Cults: Pasadena—You Can Hide Things in Them There Hills

Los Ángeles is known as the City of Angels. Pasadena is known as the City of Roses. Before LA became the epicenter of institutional cultism, it was born in a little town in the hills of a valley occupied by wealthy people, orange groves and roses.

Hence, the Rose Bowl. Also the home of Jackie Robinson, former Black Panthers and one of the first Manson followers. It’s a quiet, yet strange place. Which is why the show Strange Angel, is a good introduction to how Pasadena was developed. Staples like JPL, the Jet Propulsion Laboratory, and CalTech are included to show the through-line between money, ideas and actual science. The show itself is a genre-confused take on the mysterious Jack Parsons, a blue collar worker who dreams up rocket science. He also likes drugs and the occult. Sex magik is included, but it’s all shenanigans and it’s only the 1930s.

Then, a young man, or grifter, named Lafayette Ronald Hubbard came along. He was also into science, fiction, the occult and narcissism. L. Ron Hubbard married Parsons second wife and began his Scientology journey. One that has borrowed over and over from the past. Ecclesiastes said “there’s nothing new under the sun” and boy was that one book in the Bible right. These men sought power where they felt it lacking in their own sense of self. They used this knowledge of shame to manipulate friends into followers and free people into automatons.

What fascinates me is that this is the story of the town adjacent to where I grew up. The place you refer to because people have never heard of the town from which you come. The Gamble House. The Norton-Simon Museum. The Huntington Library. All names of the wealthy that influenced Pasadena’s growth. Proctor and Gamble is a huge company and have always circulated stories about one of their founders being in a cult. I have always said my Dad worked for the devil…partly true.

It’s a wonder that we still see these intersections of science fiction, men in power, sexual abuse dressed as choice and freedom; even magic. But none of these people manifested magic. Unless you count going to space and adding to carbon emissions like there’s no tomorrow. Unless the Hydrogen Bomb was, like, a cute idea. That hiding within or decimating a community could buy you time to reach that next stepping stone.
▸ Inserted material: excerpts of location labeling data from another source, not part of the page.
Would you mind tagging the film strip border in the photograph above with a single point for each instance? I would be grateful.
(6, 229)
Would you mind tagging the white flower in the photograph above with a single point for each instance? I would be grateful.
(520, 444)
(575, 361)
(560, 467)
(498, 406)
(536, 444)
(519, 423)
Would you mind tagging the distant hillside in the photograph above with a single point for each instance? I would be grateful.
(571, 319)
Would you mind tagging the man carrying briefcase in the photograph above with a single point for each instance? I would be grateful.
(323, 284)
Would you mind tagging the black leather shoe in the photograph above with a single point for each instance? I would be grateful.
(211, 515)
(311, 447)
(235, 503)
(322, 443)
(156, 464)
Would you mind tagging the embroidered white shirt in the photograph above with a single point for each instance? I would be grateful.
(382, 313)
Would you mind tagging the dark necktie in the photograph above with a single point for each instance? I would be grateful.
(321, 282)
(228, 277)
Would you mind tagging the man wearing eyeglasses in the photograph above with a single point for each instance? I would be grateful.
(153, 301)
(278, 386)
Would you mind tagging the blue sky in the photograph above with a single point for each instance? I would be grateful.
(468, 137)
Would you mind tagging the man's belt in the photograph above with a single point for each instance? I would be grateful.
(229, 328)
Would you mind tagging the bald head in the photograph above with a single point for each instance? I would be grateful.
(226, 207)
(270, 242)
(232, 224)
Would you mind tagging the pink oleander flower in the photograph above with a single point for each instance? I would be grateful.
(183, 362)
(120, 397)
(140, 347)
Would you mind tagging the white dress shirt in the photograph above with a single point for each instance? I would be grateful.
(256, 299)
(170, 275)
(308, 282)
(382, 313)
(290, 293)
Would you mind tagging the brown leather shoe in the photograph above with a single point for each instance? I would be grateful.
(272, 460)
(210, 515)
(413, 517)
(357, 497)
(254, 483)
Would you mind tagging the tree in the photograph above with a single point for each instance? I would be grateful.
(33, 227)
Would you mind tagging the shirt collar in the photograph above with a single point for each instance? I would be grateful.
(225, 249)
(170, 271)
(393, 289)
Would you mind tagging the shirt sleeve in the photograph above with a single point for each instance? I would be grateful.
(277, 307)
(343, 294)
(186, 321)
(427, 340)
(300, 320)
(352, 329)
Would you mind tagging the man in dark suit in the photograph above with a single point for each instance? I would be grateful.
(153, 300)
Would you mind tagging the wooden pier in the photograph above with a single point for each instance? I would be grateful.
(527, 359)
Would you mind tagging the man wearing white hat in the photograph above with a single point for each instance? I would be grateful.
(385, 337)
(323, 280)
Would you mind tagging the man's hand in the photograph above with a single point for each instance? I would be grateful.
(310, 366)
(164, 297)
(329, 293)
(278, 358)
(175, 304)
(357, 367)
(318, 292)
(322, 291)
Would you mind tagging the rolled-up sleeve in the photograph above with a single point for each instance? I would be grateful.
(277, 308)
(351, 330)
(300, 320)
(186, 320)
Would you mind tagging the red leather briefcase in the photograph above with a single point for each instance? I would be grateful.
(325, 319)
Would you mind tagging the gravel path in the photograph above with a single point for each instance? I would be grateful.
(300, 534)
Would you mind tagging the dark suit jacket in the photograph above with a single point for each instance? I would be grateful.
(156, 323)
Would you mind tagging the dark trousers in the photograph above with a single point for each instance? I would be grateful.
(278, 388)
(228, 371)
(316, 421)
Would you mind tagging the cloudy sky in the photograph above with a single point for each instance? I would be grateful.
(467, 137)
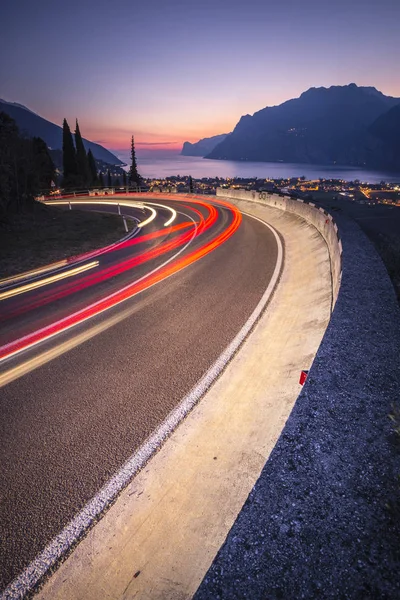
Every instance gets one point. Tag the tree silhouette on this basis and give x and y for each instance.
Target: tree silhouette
(92, 168)
(81, 158)
(26, 167)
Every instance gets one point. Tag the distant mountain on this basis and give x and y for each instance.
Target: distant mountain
(203, 146)
(324, 125)
(31, 124)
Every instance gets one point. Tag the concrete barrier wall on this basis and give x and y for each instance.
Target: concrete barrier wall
(321, 220)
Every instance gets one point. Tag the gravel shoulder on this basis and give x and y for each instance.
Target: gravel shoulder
(323, 520)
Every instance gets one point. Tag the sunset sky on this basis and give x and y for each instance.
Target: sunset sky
(177, 70)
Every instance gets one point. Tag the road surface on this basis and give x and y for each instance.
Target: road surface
(71, 422)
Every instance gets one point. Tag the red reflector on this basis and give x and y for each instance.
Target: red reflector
(303, 377)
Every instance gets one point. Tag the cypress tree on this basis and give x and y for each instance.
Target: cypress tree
(92, 168)
(81, 158)
(134, 177)
(69, 157)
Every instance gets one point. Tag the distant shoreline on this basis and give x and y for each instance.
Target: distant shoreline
(163, 165)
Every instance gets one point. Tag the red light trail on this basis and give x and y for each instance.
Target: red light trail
(193, 231)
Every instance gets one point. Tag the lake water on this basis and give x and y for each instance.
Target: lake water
(175, 164)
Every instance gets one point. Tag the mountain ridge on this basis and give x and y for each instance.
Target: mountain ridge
(322, 126)
(33, 125)
(203, 146)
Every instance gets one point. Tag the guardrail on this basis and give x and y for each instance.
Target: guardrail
(318, 217)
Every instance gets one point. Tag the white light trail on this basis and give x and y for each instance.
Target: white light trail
(47, 280)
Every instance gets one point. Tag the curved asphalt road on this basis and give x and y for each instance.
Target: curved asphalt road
(69, 425)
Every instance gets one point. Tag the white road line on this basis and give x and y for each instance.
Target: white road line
(172, 210)
(71, 533)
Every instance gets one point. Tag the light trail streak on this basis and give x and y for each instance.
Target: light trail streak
(130, 290)
(33, 273)
(130, 204)
(111, 271)
(48, 280)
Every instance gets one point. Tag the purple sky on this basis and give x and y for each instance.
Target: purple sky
(175, 70)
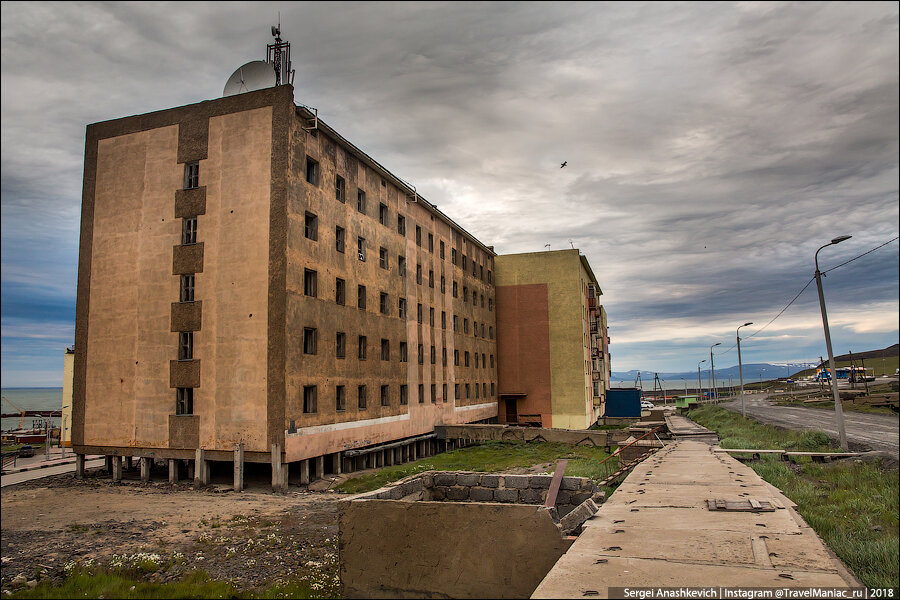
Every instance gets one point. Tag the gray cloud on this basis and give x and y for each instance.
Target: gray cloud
(712, 147)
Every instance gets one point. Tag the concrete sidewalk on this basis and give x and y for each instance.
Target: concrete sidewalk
(657, 530)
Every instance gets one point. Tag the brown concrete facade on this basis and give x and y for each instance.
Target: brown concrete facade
(252, 308)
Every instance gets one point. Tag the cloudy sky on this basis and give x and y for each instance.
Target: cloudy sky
(711, 148)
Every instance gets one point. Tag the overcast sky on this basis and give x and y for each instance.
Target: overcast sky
(711, 148)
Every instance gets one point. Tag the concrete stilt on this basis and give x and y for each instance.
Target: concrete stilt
(238, 467)
(304, 472)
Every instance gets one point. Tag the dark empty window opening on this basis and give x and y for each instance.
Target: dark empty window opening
(312, 171)
(310, 282)
(189, 231)
(185, 345)
(310, 398)
(184, 401)
(187, 288)
(191, 175)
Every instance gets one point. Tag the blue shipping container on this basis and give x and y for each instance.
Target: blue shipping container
(623, 402)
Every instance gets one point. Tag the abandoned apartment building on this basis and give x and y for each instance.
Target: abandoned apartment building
(252, 287)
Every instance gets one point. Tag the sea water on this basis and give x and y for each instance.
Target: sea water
(30, 399)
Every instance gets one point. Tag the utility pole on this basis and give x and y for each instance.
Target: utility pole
(741, 368)
(838, 409)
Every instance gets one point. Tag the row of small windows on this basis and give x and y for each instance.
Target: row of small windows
(311, 346)
(311, 395)
(340, 194)
(311, 288)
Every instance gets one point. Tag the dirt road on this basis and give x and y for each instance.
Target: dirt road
(872, 431)
(252, 538)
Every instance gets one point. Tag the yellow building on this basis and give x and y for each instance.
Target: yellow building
(552, 342)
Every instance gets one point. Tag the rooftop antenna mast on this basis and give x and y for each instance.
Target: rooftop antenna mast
(279, 56)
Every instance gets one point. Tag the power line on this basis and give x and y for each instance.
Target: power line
(794, 299)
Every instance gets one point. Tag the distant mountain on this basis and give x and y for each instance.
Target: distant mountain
(752, 372)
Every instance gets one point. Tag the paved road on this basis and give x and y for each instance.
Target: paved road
(14, 478)
(877, 432)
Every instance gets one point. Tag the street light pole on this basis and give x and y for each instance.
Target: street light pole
(700, 381)
(712, 367)
(741, 368)
(838, 409)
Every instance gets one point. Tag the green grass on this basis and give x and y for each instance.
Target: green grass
(119, 584)
(853, 506)
(489, 457)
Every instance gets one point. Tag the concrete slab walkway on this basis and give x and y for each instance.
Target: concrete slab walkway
(657, 530)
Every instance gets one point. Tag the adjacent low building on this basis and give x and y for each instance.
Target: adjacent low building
(553, 345)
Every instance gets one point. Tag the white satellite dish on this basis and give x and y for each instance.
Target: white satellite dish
(255, 75)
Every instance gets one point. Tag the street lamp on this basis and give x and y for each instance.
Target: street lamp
(741, 368)
(700, 381)
(712, 368)
(838, 409)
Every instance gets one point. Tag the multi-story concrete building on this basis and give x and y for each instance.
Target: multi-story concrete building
(248, 277)
(553, 345)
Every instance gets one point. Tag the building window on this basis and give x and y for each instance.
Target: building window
(309, 340)
(191, 175)
(340, 398)
(404, 395)
(340, 291)
(340, 189)
(185, 345)
(187, 288)
(184, 401)
(310, 282)
(189, 231)
(312, 171)
(310, 398)
(361, 397)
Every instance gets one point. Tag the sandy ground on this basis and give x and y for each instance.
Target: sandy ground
(252, 538)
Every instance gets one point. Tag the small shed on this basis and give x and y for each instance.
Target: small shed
(623, 402)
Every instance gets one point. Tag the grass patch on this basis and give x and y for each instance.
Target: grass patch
(489, 457)
(853, 506)
(95, 583)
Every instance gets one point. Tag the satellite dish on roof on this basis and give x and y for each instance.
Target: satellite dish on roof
(255, 75)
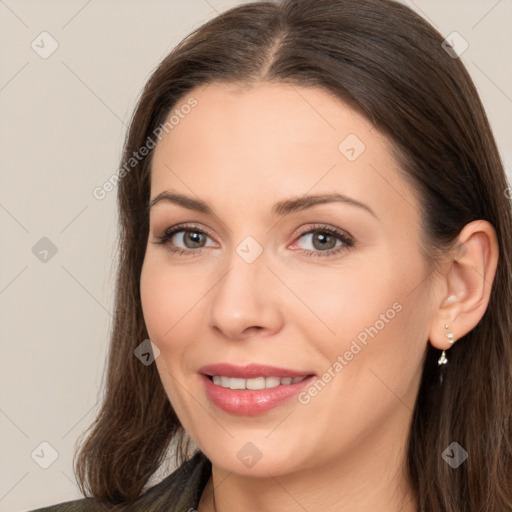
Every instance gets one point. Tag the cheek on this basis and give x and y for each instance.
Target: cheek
(165, 298)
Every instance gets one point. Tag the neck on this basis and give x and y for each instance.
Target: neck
(366, 479)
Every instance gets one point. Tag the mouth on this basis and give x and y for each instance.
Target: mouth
(254, 389)
(255, 383)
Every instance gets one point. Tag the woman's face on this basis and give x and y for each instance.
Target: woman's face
(264, 275)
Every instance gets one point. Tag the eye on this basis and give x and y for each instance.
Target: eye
(325, 241)
(190, 236)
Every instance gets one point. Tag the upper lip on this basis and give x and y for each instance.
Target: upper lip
(250, 371)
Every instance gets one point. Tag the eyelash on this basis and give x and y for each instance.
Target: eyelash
(348, 242)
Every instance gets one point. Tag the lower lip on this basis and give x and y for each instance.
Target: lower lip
(251, 402)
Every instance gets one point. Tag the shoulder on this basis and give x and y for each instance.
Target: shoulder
(178, 492)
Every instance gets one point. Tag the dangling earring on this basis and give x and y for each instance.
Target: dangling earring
(443, 359)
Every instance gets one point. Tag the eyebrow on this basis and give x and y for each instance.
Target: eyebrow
(281, 208)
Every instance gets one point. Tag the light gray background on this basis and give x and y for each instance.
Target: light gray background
(62, 124)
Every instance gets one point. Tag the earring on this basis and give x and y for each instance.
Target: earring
(443, 359)
(449, 335)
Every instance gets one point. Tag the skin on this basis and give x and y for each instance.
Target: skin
(241, 151)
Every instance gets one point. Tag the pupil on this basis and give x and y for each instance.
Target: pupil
(323, 238)
(194, 237)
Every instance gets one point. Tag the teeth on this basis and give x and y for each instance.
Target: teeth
(255, 383)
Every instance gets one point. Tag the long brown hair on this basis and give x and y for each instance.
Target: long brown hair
(386, 62)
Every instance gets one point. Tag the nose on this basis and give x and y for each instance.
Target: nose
(245, 303)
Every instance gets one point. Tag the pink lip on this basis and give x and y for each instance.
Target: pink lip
(251, 402)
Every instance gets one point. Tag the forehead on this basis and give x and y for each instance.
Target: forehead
(275, 140)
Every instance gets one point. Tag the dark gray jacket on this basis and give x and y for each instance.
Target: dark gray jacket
(179, 492)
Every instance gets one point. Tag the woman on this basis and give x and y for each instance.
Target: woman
(316, 238)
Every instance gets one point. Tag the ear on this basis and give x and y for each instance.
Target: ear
(466, 283)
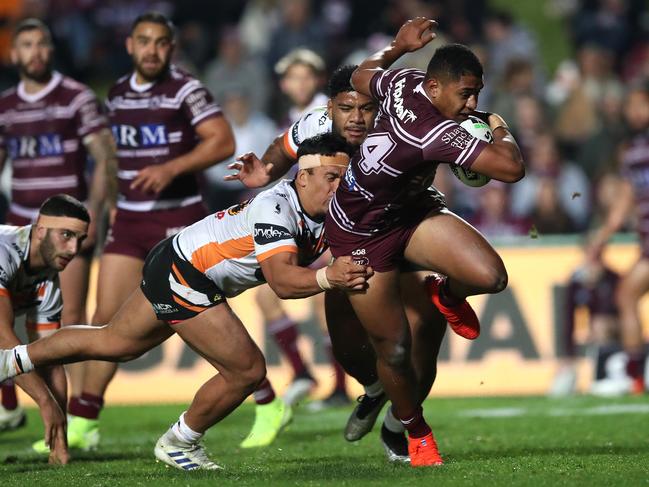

If they’re not running from the law, it’s the IRS. Scammers. Point blank. I marvel at their ability to network and fundraise. It’s like these start-ups that aren’t going anywhere but the “face” of the potential brand/product is enticing and, again, mysterious. Mystery is a genre in literature. In reality, these are called secrets and lies.

And then there’s the freeway that burrowed through the hills, to connect Pasadena to Downtown Los Angeles and the upheaval of an entire community to make way for Dodger Stadium.

Batter Up!

One response to “Cults: Pasadena—You Can Hide Things in Them There Hills”

  1. Then: While it still exists now, the Unification Church ‘s heyday was in the late ‘ and early ‘—in 1976, founder Sun Myung Moon spoke in front of 300,000 people at the Washington Monument. This former Unification Community Center served as a recruitment office for the cult, which specialized in brainwashing and tax evasion. Now: Home of Alcove, a bourgeois brunch locale, cult activities no longer take place here. If you ask me, though, Alcove is squandering a golden opportunity to make even more money. Brunch, after all, is an excellent recruitment tool . How a visionary scoundrel created Woodland Hills in the 19 In 1922, Victor Girard set out to transform a cow pasture into a Moorish-themed country getaway with nothing more than a promise and other people’s money.